Op weg naar Achab loopt Elia Obadja tegen het lijf. Twee mannen die de HEERE vrezen, treffen elkaar. Er is echter een wereld van verschil tussen hen. De een is een verklaard tegenstander van Achab, de ander doet zijn best om, hand in hand met Achab, ervoor te zorgen dat in deze tijd van schaarste de paarden van Achab in elk geval wat te eten hebben. Obadja schrikt ervan als hij Elia ziet en noemt hem “mijn heer”. Elia wijst hem terecht en zegt dat Achab zijn heer is. Dat zegt Obadja zelf ook in 1Kn 18:10. Dit herinnert aan het woord van de Heer Jezus: “Niemand kan twee heren dienen” (Mt 6:24a).

Elia is gewend direct te gehoorzamen. Als de HEERE zegt “ga”, dan gaat hij (1Kn 18:1-2). Als Obadja diezelfde opdracht van Elia krijgt, maakt hij met allerlei tegenwerpingen bezwaar tegen die opdracht. Hij schikt zich gemakkelijk naar de plannen van Achab, maar kan zich moeilijk buigen voor Gods plan. Zo gaat het vaak in het leven van christenen die met de wereld meedoen. Als het Woord van God eenvoudige gehoorzaamheid vraagt, hebben ze allerlei excuses om er onderuit te komen.

Angst beheerst het leven van Obadja. Hij is bang voor Elia en hij is bang voor Achab. Hij vreest meer voor zijn eigen leven, dan voor dat van Elia. Hij vertelt hoe Achab rusteloos naar Elia heeft laten zoeken om hem te doden, in de bijgelovige mening dat het onheil dan zou ophouden en er weer regen zou komen. Er is bij Obadja ook geen rust ten aanzien van Elia. Voor hem is Elia ook een gevaar. Hij ziet Elia als het voorwerp van de haat van zijn heer en niet als de vertegenwoordiger van de levende God.

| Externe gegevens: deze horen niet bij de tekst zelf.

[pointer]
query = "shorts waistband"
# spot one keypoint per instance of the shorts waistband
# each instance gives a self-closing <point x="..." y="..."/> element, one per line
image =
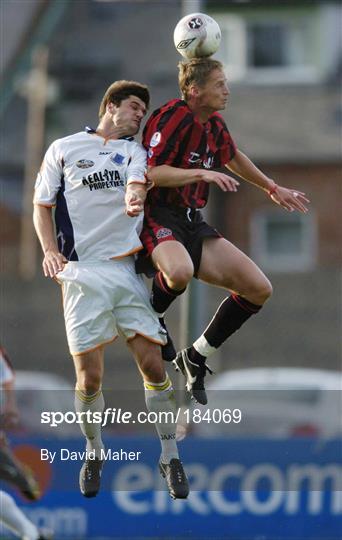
<point x="188" y="212"/>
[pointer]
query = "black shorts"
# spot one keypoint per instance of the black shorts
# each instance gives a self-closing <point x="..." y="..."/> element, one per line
<point x="184" y="225"/>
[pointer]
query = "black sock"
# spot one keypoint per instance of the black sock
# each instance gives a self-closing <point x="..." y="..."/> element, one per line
<point x="229" y="317"/>
<point x="162" y="295"/>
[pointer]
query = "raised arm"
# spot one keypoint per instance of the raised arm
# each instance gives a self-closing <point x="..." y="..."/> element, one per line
<point x="167" y="176"/>
<point x="53" y="261"/>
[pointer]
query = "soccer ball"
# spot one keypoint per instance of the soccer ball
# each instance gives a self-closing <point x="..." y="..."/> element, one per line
<point x="197" y="35"/>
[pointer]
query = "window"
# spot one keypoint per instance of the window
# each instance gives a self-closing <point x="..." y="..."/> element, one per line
<point x="270" y="47"/>
<point x="283" y="242"/>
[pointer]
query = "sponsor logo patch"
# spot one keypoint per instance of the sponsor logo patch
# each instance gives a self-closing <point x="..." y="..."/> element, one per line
<point x="155" y="139"/>
<point x="194" y="157"/>
<point x="163" y="233"/>
<point x="195" y="23"/>
<point x="118" y="159"/>
<point x="84" y="163"/>
<point x="185" y="43"/>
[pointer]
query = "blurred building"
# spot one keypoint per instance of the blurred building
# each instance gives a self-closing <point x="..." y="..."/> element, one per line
<point x="283" y="62"/>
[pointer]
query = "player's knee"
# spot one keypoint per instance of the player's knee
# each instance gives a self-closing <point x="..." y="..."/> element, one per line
<point x="259" y="292"/>
<point x="89" y="381"/>
<point x="152" y="367"/>
<point x="264" y="292"/>
<point x="179" y="277"/>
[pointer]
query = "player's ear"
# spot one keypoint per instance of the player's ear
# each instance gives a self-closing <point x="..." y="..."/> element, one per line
<point x="193" y="91"/>
<point x="110" y="107"/>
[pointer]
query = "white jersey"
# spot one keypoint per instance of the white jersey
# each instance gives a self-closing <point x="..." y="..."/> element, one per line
<point x="6" y="373"/>
<point x="85" y="177"/>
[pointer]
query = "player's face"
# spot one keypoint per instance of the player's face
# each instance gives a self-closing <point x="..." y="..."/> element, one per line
<point x="129" y="114"/>
<point x="214" y="94"/>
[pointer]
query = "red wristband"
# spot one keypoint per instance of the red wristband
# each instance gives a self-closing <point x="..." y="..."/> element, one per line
<point x="272" y="190"/>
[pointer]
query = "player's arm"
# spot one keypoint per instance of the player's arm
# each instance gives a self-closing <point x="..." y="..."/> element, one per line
<point x="135" y="198"/>
<point x="168" y="176"/>
<point x="289" y="199"/>
<point x="53" y="261"/>
<point x="48" y="183"/>
<point x="137" y="182"/>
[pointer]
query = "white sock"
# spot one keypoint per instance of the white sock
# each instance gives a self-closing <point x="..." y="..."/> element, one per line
<point x="203" y="348"/>
<point x="160" y="397"/>
<point x="91" y="430"/>
<point x="15" y="520"/>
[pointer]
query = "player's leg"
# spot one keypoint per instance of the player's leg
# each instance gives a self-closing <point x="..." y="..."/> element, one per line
<point x="175" y="270"/>
<point x="15" y="520"/>
<point x="223" y="265"/>
<point x="17" y="473"/>
<point x="160" y="399"/>
<point x="89" y="397"/>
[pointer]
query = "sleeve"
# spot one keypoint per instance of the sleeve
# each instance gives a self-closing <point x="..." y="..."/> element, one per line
<point x="49" y="177"/>
<point x="136" y="170"/>
<point x="226" y="147"/>
<point x="6" y="372"/>
<point x="162" y="137"/>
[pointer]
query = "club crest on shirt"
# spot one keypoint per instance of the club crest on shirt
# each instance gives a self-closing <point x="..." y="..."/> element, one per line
<point x="118" y="159"/>
<point x="163" y="233"/>
<point x="84" y="163"/>
<point x="155" y="139"/>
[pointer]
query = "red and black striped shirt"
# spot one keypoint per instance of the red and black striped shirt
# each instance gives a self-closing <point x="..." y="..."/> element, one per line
<point x="174" y="136"/>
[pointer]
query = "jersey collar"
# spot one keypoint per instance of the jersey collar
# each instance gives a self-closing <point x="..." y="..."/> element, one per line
<point x="92" y="131"/>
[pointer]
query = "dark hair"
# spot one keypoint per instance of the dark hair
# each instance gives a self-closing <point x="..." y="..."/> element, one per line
<point x="120" y="90"/>
<point x="196" y="71"/>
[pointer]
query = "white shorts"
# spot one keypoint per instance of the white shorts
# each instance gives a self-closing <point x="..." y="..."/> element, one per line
<point x="104" y="299"/>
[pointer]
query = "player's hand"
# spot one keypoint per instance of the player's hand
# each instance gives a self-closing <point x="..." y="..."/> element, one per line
<point x="134" y="204"/>
<point x="53" y="262"/>
<point x="223" y="181"/>
<point x="290" y="199"/>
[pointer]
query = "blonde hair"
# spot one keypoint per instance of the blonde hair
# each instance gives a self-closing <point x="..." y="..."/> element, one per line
<point x="120" y="90"/>
<point x="196" y="71"/>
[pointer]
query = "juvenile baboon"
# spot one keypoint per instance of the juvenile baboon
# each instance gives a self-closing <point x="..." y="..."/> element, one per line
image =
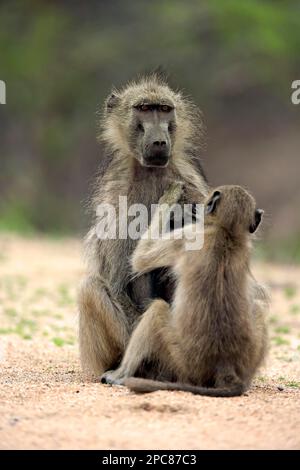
<point x="212" y="338"/>
<point x="152" y="137"/>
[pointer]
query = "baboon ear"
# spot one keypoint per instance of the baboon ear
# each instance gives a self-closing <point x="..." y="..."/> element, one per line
<point x="213" y="202"/>
<point x="257" y="220"/>
<point x="112" y="101"/>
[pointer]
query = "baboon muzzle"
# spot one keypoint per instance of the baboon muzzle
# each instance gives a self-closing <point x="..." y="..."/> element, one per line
<point x="157" y="148"/>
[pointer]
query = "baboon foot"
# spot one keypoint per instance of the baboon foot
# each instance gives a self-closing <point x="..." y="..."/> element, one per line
<point x="113" y="377"/>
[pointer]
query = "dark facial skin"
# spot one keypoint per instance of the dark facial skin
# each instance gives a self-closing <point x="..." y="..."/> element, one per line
<point x="153" y="133"/>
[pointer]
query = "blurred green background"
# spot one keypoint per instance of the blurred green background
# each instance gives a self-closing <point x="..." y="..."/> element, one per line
<point x="59" y="59"/>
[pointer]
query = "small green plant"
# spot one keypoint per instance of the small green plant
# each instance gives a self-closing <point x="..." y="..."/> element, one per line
<point x="290" y="292"/>
<point x="10" y="312"/>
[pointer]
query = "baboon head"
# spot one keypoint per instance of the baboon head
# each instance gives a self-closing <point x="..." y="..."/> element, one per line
<point x="233" y="208"/>
<point x="149" y="121"/>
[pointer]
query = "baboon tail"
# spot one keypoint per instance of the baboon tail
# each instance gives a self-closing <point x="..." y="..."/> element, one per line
<point x="138" y="385"/>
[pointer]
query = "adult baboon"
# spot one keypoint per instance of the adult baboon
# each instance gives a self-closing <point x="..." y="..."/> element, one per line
<point x="212" y="338"/>
<point x="152" y="137"/>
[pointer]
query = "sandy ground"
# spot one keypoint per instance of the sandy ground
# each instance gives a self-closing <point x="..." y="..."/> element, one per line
<point x="45" y="403"/>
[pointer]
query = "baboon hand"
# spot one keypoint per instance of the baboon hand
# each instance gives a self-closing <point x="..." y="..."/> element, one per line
<point x="113" y="377"/>
<point x="173" y="193"/>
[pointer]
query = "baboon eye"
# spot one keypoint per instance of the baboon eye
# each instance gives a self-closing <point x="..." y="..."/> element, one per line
<point x="171" y="127"/>
<point x="144" y="107"/>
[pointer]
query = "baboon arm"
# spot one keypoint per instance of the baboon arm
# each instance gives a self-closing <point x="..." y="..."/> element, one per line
<point x="152" y="254"/>
<point x="138" y="385"/>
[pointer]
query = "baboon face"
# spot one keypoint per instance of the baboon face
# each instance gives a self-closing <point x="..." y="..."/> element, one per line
<point x="152" y="132"/>
<point x="234" y="208"/>
<point x="143" y="118"/>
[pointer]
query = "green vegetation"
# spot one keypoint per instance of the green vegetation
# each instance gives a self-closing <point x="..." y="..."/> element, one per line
<point x="64" y="59"/>
<point x="290" y="292"/>
<point x="282" y="329"/>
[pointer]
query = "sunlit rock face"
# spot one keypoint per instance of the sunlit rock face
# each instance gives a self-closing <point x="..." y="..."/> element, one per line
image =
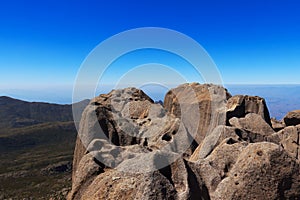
<point x="200" y="144"/>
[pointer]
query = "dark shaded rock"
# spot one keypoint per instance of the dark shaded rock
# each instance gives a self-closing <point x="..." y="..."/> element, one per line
<point x="57" y="168"/>
<point x="220" y="133"/>
<point x="277" y="125"/>
<point x="292" y="118"/>
<point x="239" y="106"/>
<point x="257" y="128"/>
<point x="288" y="138"/>
<point x="262" y="171"/>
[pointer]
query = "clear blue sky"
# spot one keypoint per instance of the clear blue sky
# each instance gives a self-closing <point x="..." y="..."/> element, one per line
<point x="44" y="42"/>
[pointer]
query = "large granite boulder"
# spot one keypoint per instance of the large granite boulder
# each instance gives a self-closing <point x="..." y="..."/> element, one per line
<point x="129" y="147"/>
<point x="288" y="138"/>
<point x="241" y="105"/>
<point x="201" y="107"/>
<point x="292" y="118"/>
<point x="254" y="124"/>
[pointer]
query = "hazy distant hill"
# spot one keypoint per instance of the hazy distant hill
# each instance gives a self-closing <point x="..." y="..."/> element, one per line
<point x="36" y="148"/>
<point x="16" y="113"/>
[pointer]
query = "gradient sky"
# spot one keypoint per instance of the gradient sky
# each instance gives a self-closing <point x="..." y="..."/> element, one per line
<point x="43" y="43"/>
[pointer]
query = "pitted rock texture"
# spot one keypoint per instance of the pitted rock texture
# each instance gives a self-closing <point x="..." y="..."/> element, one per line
<point x="207" y="100"/>
<point x="240" y="105"/>
<point x="292" y="118"/>
<point x="129" y="147"/>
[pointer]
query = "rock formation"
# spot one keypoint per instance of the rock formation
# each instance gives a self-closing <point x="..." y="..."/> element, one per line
<point x="292" y="118"/>
<point x="201" y="144"/>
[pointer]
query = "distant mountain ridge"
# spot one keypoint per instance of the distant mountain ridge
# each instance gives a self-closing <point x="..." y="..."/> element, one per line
<point x="16" y="113"/>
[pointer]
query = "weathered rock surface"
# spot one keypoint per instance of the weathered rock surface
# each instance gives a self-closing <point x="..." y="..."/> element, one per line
<point x="292" y="118"/>
<point x="254" y="124"/>
<point x="289" y="139"/>
<point x="239" y="106"/>
<point x="277" y="125"/>
<point x="131" y="148"/>
<point x="205" y="104"/>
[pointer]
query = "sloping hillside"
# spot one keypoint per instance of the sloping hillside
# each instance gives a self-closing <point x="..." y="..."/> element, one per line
<point x="36" y="145"/>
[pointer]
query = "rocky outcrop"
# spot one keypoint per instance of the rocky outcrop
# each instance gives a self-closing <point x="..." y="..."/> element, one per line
<point x="292" y="118"/>
<point x="239" y="106"/>
<point x="129" y="147"/>
<point x="289" y="139"/>
<point x="192" y="103"/>
<point x="257" y="128"/>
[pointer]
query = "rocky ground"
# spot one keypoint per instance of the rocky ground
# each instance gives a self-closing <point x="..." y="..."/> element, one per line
<point x="202" y="143"/>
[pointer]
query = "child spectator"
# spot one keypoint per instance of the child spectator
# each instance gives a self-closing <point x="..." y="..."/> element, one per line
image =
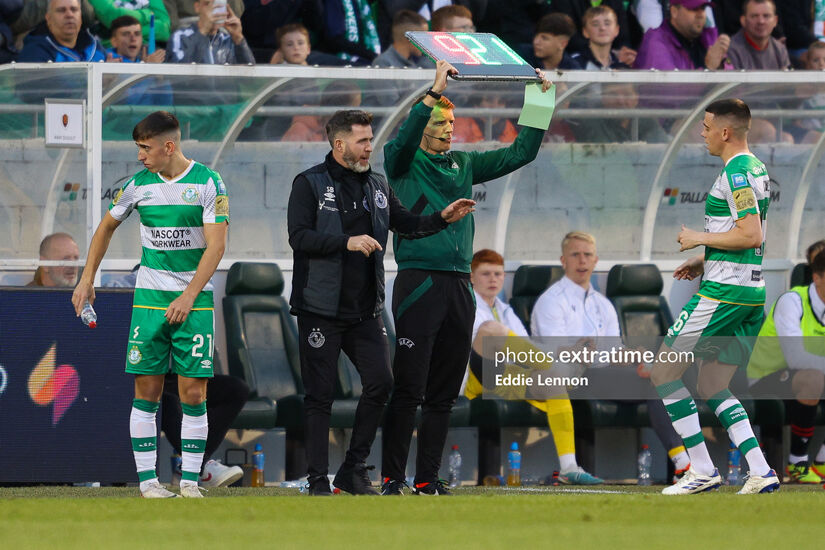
<point x="293" y="45"/>
<point x="601" y="27"/>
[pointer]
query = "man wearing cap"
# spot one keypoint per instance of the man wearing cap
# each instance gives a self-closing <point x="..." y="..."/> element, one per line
<point x="683" y="42"/>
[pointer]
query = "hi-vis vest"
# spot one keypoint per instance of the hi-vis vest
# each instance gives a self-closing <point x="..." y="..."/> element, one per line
<point x="767" y="356"/>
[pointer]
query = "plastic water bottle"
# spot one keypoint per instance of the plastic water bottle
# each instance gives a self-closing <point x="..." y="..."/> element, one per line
<point x="455" y="467"/>
<point x="88" y="315"/>
<point x="258" y="466"/>
<point x="644" y="462"/>
<point x="514" y="466"/>
<point x="734" y="458"/>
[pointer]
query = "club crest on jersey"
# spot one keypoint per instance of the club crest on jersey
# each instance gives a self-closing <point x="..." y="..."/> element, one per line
<point x="316" y="339"/>
<point x="406" y="342"/>
<point x="380" y="199"/>
<point x="190" y="195"/>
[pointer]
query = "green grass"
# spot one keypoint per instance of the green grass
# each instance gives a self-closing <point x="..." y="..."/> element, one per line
<point x="608" y="518"/>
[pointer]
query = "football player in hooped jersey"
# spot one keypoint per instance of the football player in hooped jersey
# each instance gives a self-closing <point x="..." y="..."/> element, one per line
<point x="184" y="212"/>
<point x="729" y="303"/>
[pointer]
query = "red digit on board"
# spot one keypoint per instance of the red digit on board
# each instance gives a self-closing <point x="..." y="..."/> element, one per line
<point x="455" y="47"/>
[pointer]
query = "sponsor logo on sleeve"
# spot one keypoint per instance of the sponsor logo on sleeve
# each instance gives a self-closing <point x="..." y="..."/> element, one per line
<point x="222" y="205"/>
<point x="738" y="180"/>
<point x="744" y="199"/>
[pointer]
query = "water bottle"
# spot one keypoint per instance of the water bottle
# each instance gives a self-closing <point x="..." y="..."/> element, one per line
<point x="175" y="462"/>
<point x="455" y="467"/>
<point x="88" y="315"/>
<point x="514" y="466"/>
<point x="258" y="466"/>
<point x="734" y="457"/>
<point x="644" y="462"/>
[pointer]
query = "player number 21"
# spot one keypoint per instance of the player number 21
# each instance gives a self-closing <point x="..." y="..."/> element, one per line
<point x="198" y="344"/>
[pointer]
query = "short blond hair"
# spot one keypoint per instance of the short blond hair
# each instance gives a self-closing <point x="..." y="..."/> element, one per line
<point x="577" y="235"/>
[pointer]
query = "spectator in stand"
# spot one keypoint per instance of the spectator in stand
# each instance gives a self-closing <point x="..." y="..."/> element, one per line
<point x="619" y="96"/>
<point x="388" y="8"/>
<point x="798" y="24"/>
<point x="107" y="11"/>
<point x="514" y="21"/>
<point x="9" y="12"/>
<point x="261" y="16"/>
<point x="213" y="40"/>
<point x="293" y="45"/>
<point x="600" y="27"/>
<point x="65" y="40"/>
<point x="629" y="35"/>
<point x="183" y="13"/>
<point x="57" y="247"/>
<point x="453" y="19"/>
<point x="753" y="47"/>
<point x="468" y="129"/>
<point x="339" y="93"/>
<point x="128" y="47"/>
<point x="552" y="36"/>
<point x="683" y="42"/>
<point x="349" y="31"/>
<point x="127" y="42"/>
<point x="401" y="52"/>
<point x="34" y="14"/>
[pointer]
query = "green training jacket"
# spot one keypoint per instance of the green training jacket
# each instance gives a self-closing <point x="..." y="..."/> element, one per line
<point x="426" y="183"/>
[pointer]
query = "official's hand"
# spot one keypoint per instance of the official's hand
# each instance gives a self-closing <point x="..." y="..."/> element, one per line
<point x="545" y="84"/>
<point x="457" y="210"/>
<point x="364" y="244"/>
<point x="83" y="292"/>
<point x="691" y="269"/>
<point x="179" y="309"/>
<point x="442" y="70"/>
<point x="689" y="238"/>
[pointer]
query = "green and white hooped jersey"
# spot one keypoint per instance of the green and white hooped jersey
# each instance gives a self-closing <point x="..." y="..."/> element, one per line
<point x="735" y="276"/>
<point x="172" y="215"/>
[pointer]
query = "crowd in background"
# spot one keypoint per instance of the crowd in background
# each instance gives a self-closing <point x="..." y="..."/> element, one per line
<point x="557" y="35"/>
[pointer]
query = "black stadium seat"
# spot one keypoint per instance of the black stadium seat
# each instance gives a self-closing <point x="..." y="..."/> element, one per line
<point x="528" y="284"/>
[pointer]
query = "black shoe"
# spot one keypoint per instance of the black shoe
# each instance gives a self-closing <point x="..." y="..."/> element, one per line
<point x="393" y="487"/>
<point x="354" y="479"/>
<point x="433" y="488"/>
<point x="319" y="487"/>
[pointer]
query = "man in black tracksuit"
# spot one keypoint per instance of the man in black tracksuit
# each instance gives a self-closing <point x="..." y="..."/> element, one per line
<point x="433" y="303"/>
<point x="339" y="216"/>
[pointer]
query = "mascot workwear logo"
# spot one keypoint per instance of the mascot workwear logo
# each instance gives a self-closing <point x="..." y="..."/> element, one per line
<point x="56" y="386"/>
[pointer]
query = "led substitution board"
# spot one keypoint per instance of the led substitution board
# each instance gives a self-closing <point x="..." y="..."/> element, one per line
<point x="476" y="56"/>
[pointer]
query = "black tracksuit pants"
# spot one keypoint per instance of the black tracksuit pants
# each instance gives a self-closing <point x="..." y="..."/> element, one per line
<point x="321" y="340"/>
<point x="434" y="313"/>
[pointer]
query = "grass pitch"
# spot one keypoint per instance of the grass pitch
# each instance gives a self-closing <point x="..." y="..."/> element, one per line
<point x="604" y="517"/>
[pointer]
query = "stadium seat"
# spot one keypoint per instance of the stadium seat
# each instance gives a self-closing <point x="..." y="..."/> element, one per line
<point x="635" y="291"/>
<point x="801" y="275"/>
<point x="262" y="349"/>
<point x="528" y="284"/>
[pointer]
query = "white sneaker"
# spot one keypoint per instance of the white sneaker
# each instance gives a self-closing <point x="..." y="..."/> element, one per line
<point x="156" y="490"/>
<point x="767" y="483"/>
<point x="692" y="483"/>
<point x="191" y="491"/>
<point x="216" y="474"/>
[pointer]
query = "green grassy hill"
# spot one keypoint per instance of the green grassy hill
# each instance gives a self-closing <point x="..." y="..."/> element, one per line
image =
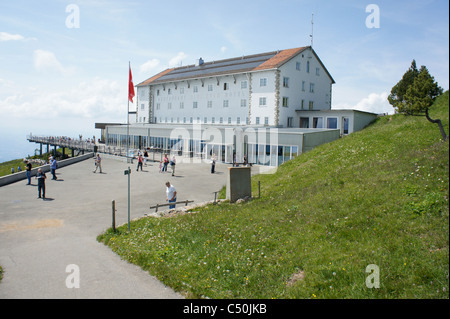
<point x="376" y="197"/>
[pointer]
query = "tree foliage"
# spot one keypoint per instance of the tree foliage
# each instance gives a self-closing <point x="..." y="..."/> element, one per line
<point x="415" y="93"/>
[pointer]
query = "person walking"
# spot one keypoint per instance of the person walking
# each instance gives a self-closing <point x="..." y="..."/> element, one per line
<point x="41" y="183"/>
<point x="28" y="172"/>
<point x="213" y="164"/>
<point x="171" y="194"/>
<point x="139" y="163"/>
<point x="53" y="166"/>
<point x="165" y="162"/>
<point x="98" y="163"/>
<point x="173" y="162"/>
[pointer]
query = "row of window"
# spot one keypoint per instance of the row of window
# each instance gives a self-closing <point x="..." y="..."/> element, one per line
<point x="226" y="87"/>
<point x="226" y="103"/>
<point x="221" y="120"/>
<point x="244" y="85"/>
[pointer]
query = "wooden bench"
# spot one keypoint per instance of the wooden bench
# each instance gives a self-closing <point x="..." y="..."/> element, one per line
<point x="185" y="202"/>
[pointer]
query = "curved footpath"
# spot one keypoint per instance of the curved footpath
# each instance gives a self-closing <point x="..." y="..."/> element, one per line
<point x="42" y="240"/>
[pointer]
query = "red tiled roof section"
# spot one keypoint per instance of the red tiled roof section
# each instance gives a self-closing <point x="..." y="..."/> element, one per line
<point x="155" y="77"/>
<point x="279" y="59"/>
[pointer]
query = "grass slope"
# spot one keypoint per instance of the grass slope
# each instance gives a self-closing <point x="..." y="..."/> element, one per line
<point x="378" y="196"/>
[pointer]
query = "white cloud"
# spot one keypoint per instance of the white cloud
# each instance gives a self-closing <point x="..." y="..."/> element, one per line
<point x="177" y="60"/>
<point x="374" y="102"/>
<point x="148" y="66"/>
<point x="46" y="61"/>
<point x="97" y="99"/>
<point x="5" y="36"/>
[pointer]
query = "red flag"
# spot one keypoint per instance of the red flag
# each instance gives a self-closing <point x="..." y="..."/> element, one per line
<point x="130" y="88"/>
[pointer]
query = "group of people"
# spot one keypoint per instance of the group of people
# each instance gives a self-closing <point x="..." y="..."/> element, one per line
<point x="165" y="163"/>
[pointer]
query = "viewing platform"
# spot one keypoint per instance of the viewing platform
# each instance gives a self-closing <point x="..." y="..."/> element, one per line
<point x="80" y="146"/>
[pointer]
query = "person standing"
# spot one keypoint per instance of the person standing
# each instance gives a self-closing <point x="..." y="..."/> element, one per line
<point x="28" y="172"/>
<point x="53" y="165"/>
<point x="41" y="183"/>
<point x="139" y="163"/>
<point x="173" y="162"/>
<point x="171" y="194"/>
<point x="98" y="163"/>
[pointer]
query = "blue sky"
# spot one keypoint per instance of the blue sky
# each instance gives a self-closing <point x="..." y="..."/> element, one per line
<point x="60" y="78"/>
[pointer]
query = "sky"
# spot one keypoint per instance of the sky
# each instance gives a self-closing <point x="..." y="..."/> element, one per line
<point x="64" y="64"/>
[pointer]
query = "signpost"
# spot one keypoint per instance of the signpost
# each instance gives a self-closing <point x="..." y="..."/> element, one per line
<point x="128" y="172"/>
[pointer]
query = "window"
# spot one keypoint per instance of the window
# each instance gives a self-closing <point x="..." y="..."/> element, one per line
<point x="263" y="82"/>
<point x="304" y="122"/>
<point x="346" y="123"/>
<point x="262" y="101"/>
<point x="290" y="122"/>
<point x="317" y="122"/>
<point x="332" y="122"/>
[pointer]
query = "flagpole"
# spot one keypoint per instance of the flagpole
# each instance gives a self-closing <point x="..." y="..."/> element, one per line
<point x="128" y="112"/>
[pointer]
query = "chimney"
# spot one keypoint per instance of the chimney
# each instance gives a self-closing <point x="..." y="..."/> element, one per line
<point x="199" y="62"/>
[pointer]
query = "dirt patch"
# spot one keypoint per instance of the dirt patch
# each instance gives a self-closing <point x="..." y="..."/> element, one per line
<point x="45" y="223"/>
<point x="296" y="277"/>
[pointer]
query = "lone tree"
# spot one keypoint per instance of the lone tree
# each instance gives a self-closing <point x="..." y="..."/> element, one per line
<point x="415" y="93"/>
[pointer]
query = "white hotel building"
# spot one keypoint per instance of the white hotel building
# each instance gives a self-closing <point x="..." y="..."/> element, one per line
<point x="270" y="107"/>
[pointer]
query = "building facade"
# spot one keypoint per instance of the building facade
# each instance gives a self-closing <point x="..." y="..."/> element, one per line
<point x="267" y="108"/>
<point x="264" y="89"/>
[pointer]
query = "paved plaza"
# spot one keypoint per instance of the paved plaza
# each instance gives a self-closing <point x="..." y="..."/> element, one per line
<point x="39" y="238"/>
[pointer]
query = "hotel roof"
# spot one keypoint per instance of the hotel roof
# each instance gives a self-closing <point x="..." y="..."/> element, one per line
<point x="257" y="62"/>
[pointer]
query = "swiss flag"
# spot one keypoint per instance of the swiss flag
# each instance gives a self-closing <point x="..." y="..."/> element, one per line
<point x="130" y="88"/>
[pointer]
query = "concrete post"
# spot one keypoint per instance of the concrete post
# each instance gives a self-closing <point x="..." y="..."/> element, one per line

Veel gelovigen leven in de gespletenheid die het leven van Obadja kenmerkt. Zij bevinden zich in systemen waar allerlei boze leringen zijn. Die leringen veroordelen ze wel, maar ze blijven waar ze zijn. Daarbij houden ze zichzelf voor dat ze misschien nog nuttig kunnen zijn. Ze komen echter in steeds grotere gewetensnood. Aan de ene kant voelen ze aan dat de Heer Jezus oneer wordt aangedaan en willen ze daar ook nog wel eens tegen protesteren; aan de andere kant zijn ze bang voor de godsdienstige leiders. Die situatie zal er uiteindelijk toe leiden dat ze óf hun geweten het zwijgen opleggen óf dat ze er weggaan.

Ook van het werk van de Geest begrijpt Obadja niets. Hij meent dat de Geest zomaar iets met Elia zal doen waardoor hij in de grootste problemen zal raken en zelfs voor zijn leven moet vrezen. Hij kent Gods gedachten niet en daardoor oppert hij gedachten over de Geest die totaal buiten de geestelijke werkelijkheid zijn. Nooit zal de Geest iets doen waardoor het Woord van God buiten werking wordt gesteld of wat tegen het Woord van God ingaat. Elia heeft in de volmacht van de Geest gezegd dat Obadja hem bij Achab moet aankondigen. Het is een belediging van de Geest om dan te veronderstellen dat Hij ineens iets anders zal bewerken.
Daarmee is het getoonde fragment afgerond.